AIM: The aim of this paper was to test the feasibility of retrieving diagnosis data from a long period of time and to elucidate the patterns of clinical categories of patients over time by applying the Adjusted Clinical Groups® case-mix system to encounter data from primary health care units in one limited geographic area.

METHODS: Longitudinal data from 17 years wereretrieved from the primary health care centre in Gagnef in Dalarna county council in Sweden. The Swedish primary health care version of the diagnosis codes were mapped to the full version of the ICD-10 classification. The 7.1 version of the Adjusted Clinical Groups software was utilised.

RESULTS: It was feasible to elucidate the longitudinal pattern of morbidity during all 17 years. The categories of patients according to the case-mix system showed great stability over time.
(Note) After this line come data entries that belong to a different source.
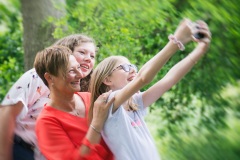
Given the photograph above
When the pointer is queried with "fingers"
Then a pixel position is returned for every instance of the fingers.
(201, 32)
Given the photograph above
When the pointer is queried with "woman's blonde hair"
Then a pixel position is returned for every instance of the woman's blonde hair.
(97, 87)
(73, 41)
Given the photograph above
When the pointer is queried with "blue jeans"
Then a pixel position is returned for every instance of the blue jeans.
(22, 153)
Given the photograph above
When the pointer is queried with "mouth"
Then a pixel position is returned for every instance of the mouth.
(131, 78)
(84, 66)
(75, 83)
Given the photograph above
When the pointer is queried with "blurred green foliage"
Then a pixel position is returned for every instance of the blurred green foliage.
(11, 50)
(193, 111)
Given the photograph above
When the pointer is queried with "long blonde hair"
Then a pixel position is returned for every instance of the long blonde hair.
(97, 87)
(73, 41)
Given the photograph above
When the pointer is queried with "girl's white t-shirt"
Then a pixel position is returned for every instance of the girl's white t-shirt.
(127, 135)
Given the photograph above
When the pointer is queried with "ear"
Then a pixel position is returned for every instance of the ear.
(107, 81)
(48, 77)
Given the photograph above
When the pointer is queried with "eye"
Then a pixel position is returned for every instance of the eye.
(81, 52)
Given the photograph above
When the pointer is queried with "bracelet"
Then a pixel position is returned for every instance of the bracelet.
(175, 41)
(95, 129)
(194, 62)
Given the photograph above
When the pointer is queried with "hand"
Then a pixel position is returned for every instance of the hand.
(204, 42)
(183, 32)
(101, 109)
(201, 28)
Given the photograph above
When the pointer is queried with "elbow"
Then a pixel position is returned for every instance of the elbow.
(144, 80)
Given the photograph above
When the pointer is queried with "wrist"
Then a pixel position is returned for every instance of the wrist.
(177, 42)
(95, 129)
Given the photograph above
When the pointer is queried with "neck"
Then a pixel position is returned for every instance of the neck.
(66, 102)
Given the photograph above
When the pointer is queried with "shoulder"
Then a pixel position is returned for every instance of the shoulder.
(84, 95)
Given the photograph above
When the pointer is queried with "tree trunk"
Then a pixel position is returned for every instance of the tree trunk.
(37, 31)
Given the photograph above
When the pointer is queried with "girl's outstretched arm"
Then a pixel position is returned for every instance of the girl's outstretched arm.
(183, 34)
(178, 71)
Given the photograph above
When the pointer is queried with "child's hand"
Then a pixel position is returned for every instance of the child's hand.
(184, 31)
(201, 32)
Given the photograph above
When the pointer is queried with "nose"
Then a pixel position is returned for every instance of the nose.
(132, 70)
(87, 58)
(79, 74)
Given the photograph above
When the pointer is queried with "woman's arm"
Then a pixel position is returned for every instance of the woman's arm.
(55, 143)
(151, 68)
(178, 71)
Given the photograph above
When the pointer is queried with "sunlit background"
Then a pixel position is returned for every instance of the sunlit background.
(199, 118)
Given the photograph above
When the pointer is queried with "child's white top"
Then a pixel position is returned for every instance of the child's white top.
(127, 135)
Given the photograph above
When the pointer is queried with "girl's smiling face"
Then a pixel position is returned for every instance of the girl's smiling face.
(85, 56)
(122, 74)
On the diagnosis level some distinct shifts over time were found.

CONCLUSION: Diagnoses from electronic patient records in primary health care during seventeen years could be used to elucidate the morbidity pattern among people in a defined geographic area. From a patient perspective thecase-mix system used showed great stability over time in terms of categories of patients with similar morbidity pattern. From the diagnosis perspective a slow shift in some types of diagnoses could be seen. The need for rules of coding and registering diagnoses in primary health care has to be emphasized.